THE JUDGMENT ON EARLY RELEASE

Submissions on behalf of Mr Nichols
    1. Mr Tear’s application before me is based squarely on new factors which he says have arisen between 25 February 2020, when the sentence was imposed, and today. The application is based upon the impact of the Covid-19 epidemic on prisoners in general and on Mr Nichols in particular. There are a number of strands to this submission, which overlap.
    2. First, Mr Tear relies on Mr Nichols’ medical conditions. These were considered by Ms Collins-Rice when she imposed the sentence from which discharge is now sought, but they did not then have the significance they now have. Mr Nichols is a 53-year old man, who is diabetic and also has a cardiac condition. Although there is no medical report before me, it is well known that both these conditions mean that the health risks to him if he were to contract Covid-19 are elevated. This is reflected in current NHS guidance and in Schedule 1 to the Health Protection (Coronavirus, Restrictions) (England) Regulations 2020 (SI 2020/350), which includes those with chronic heart disease or diabetes in the category of “vulnerable persons”.

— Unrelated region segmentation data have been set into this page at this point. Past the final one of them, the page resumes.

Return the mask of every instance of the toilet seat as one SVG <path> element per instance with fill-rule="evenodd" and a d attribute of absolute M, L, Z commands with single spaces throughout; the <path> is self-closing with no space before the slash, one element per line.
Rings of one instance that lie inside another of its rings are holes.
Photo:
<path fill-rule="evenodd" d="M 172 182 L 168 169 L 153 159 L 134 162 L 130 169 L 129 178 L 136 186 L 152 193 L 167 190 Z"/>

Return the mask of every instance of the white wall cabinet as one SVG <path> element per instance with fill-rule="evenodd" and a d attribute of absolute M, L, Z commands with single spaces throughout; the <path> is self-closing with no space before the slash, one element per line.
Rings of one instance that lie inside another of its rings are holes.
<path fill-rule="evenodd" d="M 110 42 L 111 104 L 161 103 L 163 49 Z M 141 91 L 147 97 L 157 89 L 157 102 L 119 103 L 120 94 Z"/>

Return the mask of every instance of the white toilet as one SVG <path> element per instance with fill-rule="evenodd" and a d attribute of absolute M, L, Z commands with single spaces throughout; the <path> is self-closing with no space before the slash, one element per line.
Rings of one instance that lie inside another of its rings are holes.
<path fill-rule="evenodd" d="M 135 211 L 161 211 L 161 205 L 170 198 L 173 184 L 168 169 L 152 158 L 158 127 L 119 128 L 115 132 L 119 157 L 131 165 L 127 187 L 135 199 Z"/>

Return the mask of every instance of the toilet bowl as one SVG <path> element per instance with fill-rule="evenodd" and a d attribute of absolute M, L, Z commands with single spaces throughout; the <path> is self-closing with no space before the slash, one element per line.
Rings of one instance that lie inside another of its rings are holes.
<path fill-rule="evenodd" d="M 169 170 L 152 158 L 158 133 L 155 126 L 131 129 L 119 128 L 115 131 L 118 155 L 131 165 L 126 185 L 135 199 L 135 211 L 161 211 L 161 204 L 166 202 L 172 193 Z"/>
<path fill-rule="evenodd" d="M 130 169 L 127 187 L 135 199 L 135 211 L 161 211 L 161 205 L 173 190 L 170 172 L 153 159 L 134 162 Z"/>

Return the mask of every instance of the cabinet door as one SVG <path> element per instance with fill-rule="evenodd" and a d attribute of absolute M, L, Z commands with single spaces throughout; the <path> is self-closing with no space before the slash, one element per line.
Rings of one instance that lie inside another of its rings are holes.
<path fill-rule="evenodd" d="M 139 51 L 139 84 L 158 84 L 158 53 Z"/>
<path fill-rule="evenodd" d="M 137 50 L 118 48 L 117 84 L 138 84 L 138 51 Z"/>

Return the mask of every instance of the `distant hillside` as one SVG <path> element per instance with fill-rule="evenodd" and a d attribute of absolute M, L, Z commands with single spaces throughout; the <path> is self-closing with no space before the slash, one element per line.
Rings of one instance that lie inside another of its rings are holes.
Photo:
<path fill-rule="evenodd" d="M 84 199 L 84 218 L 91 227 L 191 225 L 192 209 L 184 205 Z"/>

    3. Second, there is the effect of Covid-19 on prison visiting in general and in HMP Wormwood Scrubs in particular, where Mr Nichols is currently being held. It was announced on 24 March 2020 that prison visits were temporarily cancelled to reduce the spread of the virus. As I indicated on 30 March 2020, the extent of any effect on an individual prisoner of the cancellation of visits is a matter for evidence. There is now evidence before me from Ms Nicole Mileham, Mr Nichols’ wife. In a statement dated 2 April 2020, she indicates that she went with her son Jack and Mr Nichols’ daughter Natasha went to see Mr Nichols at HMP Wanstead, where they had been told he was being held. It turned out that he was not there. By the time he had been located, they were able to see him only once (on 17 March 2020). Because of the rule that only 3 visitors are allowed, his teenage daughters were unable to see him. Ms Mileham says that they are devastated by this. Mr Nichols is able to speak to Ms Mileham and the rest of the family on the telephone every couple of days, for about 10 minutes at a time.
    4. The third matter relied upon relates to the conditions in which Mr Nichols is being held in HMP Wormwood Scrubs. When he arrived, he shared a cell with one remand prisoner. However, from around the week commencing 9 March 2020, he was moved to a dormitory with five others who she describes as “mainly elderly individuals”. Ms Mileham says that because of Covid-19 all association in the prison has now been stopped and the prison went into what she describes as “lockdown”, which means that prisoners may only leave their cells for medication or to work.
    5. Fourth, Mr Tear relies on the effect that Mr Nichols’ imprisonment is having on the rest of the family. Financial information has been submitted which shows that the finances are in a parlous state, a matter which is causing stress to Mr Nichols.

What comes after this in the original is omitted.